Healthcare Revenue Cycle Management, ICD-10, Claims Reimbursement, Medicare, Medicaid

Practice Management News

GA Dentist Sentenced to Prison for $1M Medicaid Fraud Scheme

Recent Medicare and Medicaid fraud schemes involved cases of false dental bills, illegally acquired cancer drugs, and kickbacks.

An Atlanta-area dentist sentenced to federal prison for participating in a Medicaid fraud scheme

Source: Thinkstock

By Jacqueline Belliveau

- A dentist from Georgia faces one and a half years in federal prison after she reportedly participated in a Medicaid fraud scheme totaling almost $1 million, the Department of Justice (DoJ) recently announced.

From 2009 to 2013, Oluwatoyin Solarin, MD, an Atlanta-area dentist, allegedly submitted false claims from several of her dental care practices to Georgia’s Medicaid program and Peach State Health Plan of Georgia Medicaid.

The DoJ reported that some Medicaid claims listed Solarin as the treating dentist even though she was not even present in the country at the time of service. Other false claims also billed Medicaid for services ineligible for claims reimbursement.

In addition, Solarin allegedly instructed her dental practice staff to backdate some Medicaid claims for patients whose coverage expired. By backdating the claims, the dentist attempted to receive Medicaid reimbursement for services despite patient ineligibility.

As a result, the dental care practices received over $996,800 in fraudulent Medicaid reimbursement.

“Solarin cheated the Medicaid program by submitting fraudulent claims, even billing the government for procedures she allegedly performed at the same time she was out of the country,” stated US Attorney John Horn. “The wealth she amassed through her scheme will now be forfeited and paid back to the government.”

As part of her sentencing, Solarin also agreed to give up her interest in over a dozen properties she bought using funds from the Medicaid fraud scheme.

“Today’s sentencing exemplifies the OIG’s [Office of the Inspector General] commitment to investigate Medicaid fraud schemes together with our law enforcement partners and bring these perpetrators to justice,” remarked Derrick L. Jackson, OIG Special Agent.

Oncology practice leaders to pay $1.7 million for Medicare fraud

The practice manager and a provider at a New Jersey oncology practice recently agreed to pay $1.7 million to the federal government to resolve Medicare fraud allegations. The oncology practice leaders reportedly illegally imported chemotherapy drugs and administered them to Medicare patients.

Between April 1, 2010 and Jan. 31, 2011, the oncology provider, Kenneth D. Nahum, MD, and his wife and practice manager, Ann Walsh, supposedly ordered chemotherapy drugs from a foreign distributor and used them on cancer patients. The FDA had not approved the drugs and they were not available for sale in the US.

Providers at the oncology practice then injected the illegally-obtained chemotherapy drugs into their patients and the practice falsely billed Medicare for the services, according to the DoJ.

Medicare only reimburses providers for administering FDA-approved drugs. Therefore, the oncology practice reportedly violated the federal False Claims Act.

“Illegally imported drugs avoid the FDA’s rigorous oversight and manufacturing standards,” stated US Attorney Paul J. Fishman. “Healthcare providers who import those drugs are exposing their patients to serious risks of harm from contaminated or counterfeit products.”

Former CEO of a pharmaceutical benefits manager pleads guilty in kickback case

The former head of a Nebraska pharmaceutical benefits manager company admitted before a judge to his role in a healthcare kickback scheme, the DoJ reported. Douglas M. Pick will face up to three years in federal prison as a result.

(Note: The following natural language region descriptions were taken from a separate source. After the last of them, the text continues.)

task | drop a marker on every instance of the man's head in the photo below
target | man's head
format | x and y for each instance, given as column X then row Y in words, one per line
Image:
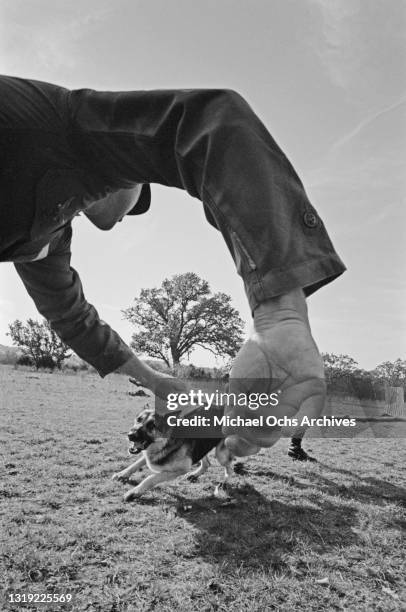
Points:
column 105, row 213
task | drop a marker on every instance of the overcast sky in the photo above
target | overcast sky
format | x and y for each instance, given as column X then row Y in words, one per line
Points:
column 328, row 79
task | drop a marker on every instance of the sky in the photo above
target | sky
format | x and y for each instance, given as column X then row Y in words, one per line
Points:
column 328, row 79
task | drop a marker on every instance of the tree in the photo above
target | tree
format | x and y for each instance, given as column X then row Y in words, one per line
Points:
column 39, row 342
column 338, row 366
column 392, row 373
column 182, row 314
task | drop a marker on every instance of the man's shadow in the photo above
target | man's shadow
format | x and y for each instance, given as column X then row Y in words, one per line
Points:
column 261, row 533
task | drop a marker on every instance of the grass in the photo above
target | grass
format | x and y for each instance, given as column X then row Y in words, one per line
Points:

Pick used to serve as President and CEO of Pharmaceutical Technologies, Inc. (PTI). The company handled administrative and delivery services of pharmacy products and services for a network of pharmacies that service employee welfare benefit plans and healthcare benefit programs across the US.

The company also contracted with individuals who had “close business relationships with benefit plans.” The individuals supposedly used their business relationships to steer benefit plans to PTI in exchange for kickback payments.

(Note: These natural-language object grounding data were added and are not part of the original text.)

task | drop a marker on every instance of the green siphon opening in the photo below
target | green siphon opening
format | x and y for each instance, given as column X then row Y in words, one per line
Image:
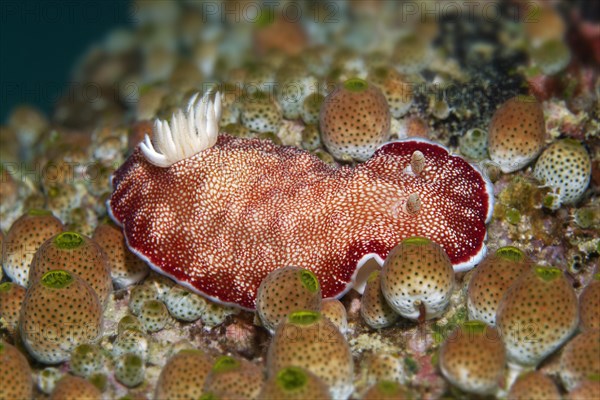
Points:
column 36, row 212
column 388, row 387
column 304, row 317
column 416, row 241
column 510, row 253
column 548, row 274
column 474, row 327
column 513, row 216
column 291, row 378
column 68, row 240
column 57, row 279
column 99, row 380
column 133, row 361
column 476, row 133
column 571, row 142
column 309, row 280
column 356, row 85
column 225, row 363
column 84, row 349
column 5, row 287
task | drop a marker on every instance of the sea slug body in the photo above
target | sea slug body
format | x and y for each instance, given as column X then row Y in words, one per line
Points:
column 220, row 220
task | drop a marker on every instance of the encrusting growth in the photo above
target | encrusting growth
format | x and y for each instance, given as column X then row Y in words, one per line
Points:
column 243, row 208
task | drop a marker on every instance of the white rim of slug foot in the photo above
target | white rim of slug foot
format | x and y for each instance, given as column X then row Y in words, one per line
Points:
column 188, row 133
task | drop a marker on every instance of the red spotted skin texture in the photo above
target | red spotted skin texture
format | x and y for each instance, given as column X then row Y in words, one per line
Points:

Pick and his pharmaceutical benefits manager company determined kickback payments based on the volume of business the individuals brought to PTI.

Through the PTI contracts, the individuals in the kickback scheme received over $3.5 million in illegal payments.

Since Pick was responsible for contract negotiations with the individuals, he violated the Employee Retirement Income Security Act of 1974 (ERISA), the DoJ reported.

To settle kickback allegations, PTI agreed to enter a non-prosecution agreements and pay over $8.5 million. The company will also have to ensure that internal controls for ERISA and Anti-Kickback Statute compliance are maintained.